黑色素瘤是一种高度侵袭性的皮肤癌，主要是由DNA改变引起的，这种改变通常与紫外线辐射等环境因素有关。为了解决改进早期检测的需要，本研究解决了当前方法的关键局限性，这些方法经常使用卷积神经网络（cnn），但在特征选择、类不平衡、超参数调优和泛化方面存在困难。我们的策略利用了使用强化学习（RL）训练的扩展卷积（DC）层。与其他孤立处理这些挑战的基于强化学习的方法不同，我们的方法引入了多阶段架构。它集成了RL来进行特征选择和类平衡。Shapley加性解释（SHAP）指导特征识别，而对代表性不足的类的增强奖励有助于减轻数据不平衡。在统一训练过程中，采用贝叶斯优化超带（BOHB）进行超参数整定。BOHB结合了贝叶斯优化的预测强度和超频带的效率，加速了模型的调整。它还包括一个在线GAN模块，用于动态数据增强，以响应RL代理的不断变化的输出。一种新的正则化技术稳定了GAN训练并防止了模式崩溃。重要的是，现有的强化学习方法面临着平衡勘探和开发的挑战。在我们的RL模型中，范围损失函数（SLF）与RL相结合，平衡了勘探和开发，从而保证了准确性和泛化性。总的来说，该模型共同解决了早期基于强化学习的方法中持续存在的四个挑战：糟糕的勘探开发平衡、不稳定的奖励动态、静态数据增强和手动超参数调优。该模型在ISIC-2020、HAM10000和PH2上的f值分别为94.3%、93.7%和91.5%。这一进展显著提高了黑色素瘤的早期检测，并支持更准确的治疗决策，为对抗这种致命癌症的持续努力做出了有价值的贡献。

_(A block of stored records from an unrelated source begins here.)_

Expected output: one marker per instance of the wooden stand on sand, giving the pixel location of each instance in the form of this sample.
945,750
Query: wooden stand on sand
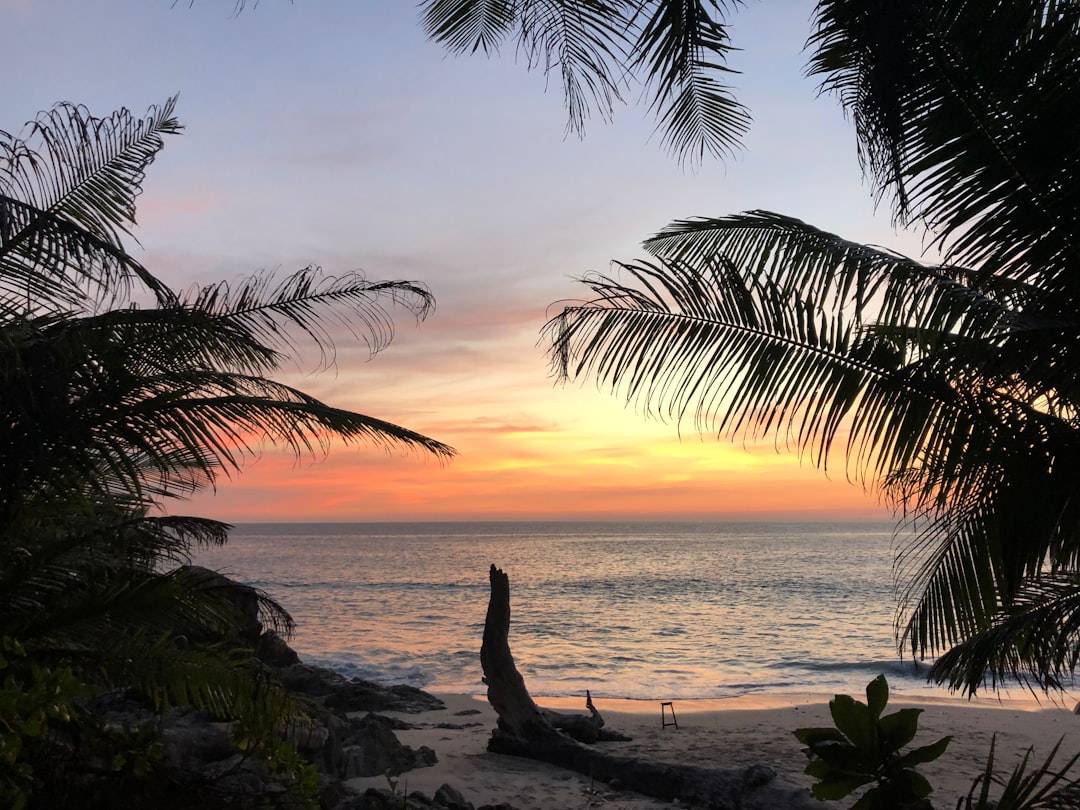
526,730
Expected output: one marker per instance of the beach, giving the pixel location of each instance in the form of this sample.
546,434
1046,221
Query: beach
726,733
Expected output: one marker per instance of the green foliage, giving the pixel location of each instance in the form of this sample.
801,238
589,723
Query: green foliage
118,393
677,52
1024,788
952,389
865,747
31,697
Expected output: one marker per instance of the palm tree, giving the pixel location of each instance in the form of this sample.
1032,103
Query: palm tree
108,408
949,388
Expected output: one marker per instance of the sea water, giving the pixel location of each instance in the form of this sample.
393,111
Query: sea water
639,610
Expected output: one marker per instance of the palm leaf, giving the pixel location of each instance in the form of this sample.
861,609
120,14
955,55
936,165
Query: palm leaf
682,49
957,107
67,196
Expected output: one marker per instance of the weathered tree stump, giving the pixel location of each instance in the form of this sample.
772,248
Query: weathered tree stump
526,730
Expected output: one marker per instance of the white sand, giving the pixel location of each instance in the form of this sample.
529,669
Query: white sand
726,733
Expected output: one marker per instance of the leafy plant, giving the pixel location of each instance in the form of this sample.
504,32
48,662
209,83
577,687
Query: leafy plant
117,394
865,747
30,698
1023,790
949,388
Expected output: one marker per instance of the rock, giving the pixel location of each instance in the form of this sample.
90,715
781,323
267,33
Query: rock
342,694
450,798
370,748
381,799
272,650
755,775
191,740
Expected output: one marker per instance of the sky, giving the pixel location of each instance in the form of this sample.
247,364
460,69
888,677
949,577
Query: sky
333,133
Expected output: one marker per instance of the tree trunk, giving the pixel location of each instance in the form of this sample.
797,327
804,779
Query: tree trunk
526,730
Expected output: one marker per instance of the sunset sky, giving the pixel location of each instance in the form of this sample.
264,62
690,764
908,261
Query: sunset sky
329,132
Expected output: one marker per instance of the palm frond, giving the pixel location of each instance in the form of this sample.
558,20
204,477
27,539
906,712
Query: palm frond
683,49
585,40
67,196
1036,642
677,51
464,26
958,108
262,308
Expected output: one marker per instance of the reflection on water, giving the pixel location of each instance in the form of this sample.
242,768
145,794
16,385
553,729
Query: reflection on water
626,609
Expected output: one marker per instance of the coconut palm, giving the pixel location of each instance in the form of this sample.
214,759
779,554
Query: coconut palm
110,407
949,388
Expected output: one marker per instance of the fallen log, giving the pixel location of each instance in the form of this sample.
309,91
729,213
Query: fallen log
526,730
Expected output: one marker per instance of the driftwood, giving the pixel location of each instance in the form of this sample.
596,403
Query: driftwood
526,730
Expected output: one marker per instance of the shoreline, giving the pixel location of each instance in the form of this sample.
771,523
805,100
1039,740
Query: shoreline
728,732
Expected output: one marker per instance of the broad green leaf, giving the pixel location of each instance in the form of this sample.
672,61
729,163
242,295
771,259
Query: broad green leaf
898,729
852,717
925,754
877,696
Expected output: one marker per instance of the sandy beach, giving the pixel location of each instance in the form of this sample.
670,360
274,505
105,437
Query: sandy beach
729,733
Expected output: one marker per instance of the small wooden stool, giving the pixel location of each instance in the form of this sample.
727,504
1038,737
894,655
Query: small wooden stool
664,723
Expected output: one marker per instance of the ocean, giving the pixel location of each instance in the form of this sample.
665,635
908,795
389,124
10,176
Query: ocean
634,610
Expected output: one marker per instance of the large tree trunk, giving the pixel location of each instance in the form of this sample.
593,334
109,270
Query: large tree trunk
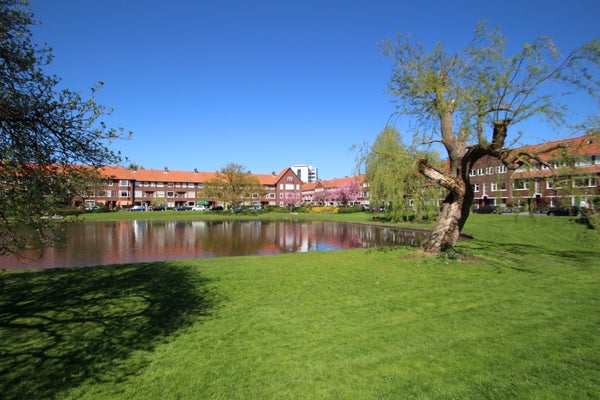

本文章由计算机程序翻译，如有差异，请以英文原文为准。

求助全文

约1分钟内获得全文求助全文

来源期刊

Biomedical Signal Processing and Control 工程技术-工程：生物医学

CiteScore

9.80

自引率

13.70%

发文量

822

审稿时长

4 months

期刊介绍： Biomedical Signal Processing and Control aims to provide a cross-disciplinary international forum for the interchange of information on research in the measurement and analysis of signals and images in clinical medicine and the biological sciences. Emphasis is placed on contributions dealing with the practical, applications-led research on the use of methods and devices in clinical diagnosis, patient monitoring and management. Biomedical Signal Processing and Control reflects the main areas in which these methods are being used and developed at the interface of both engineering and clinical science. The scope of the journal is defined to include relevant review papers, technical notes, short communications and letters. Tutorial papers and special issues will also be published.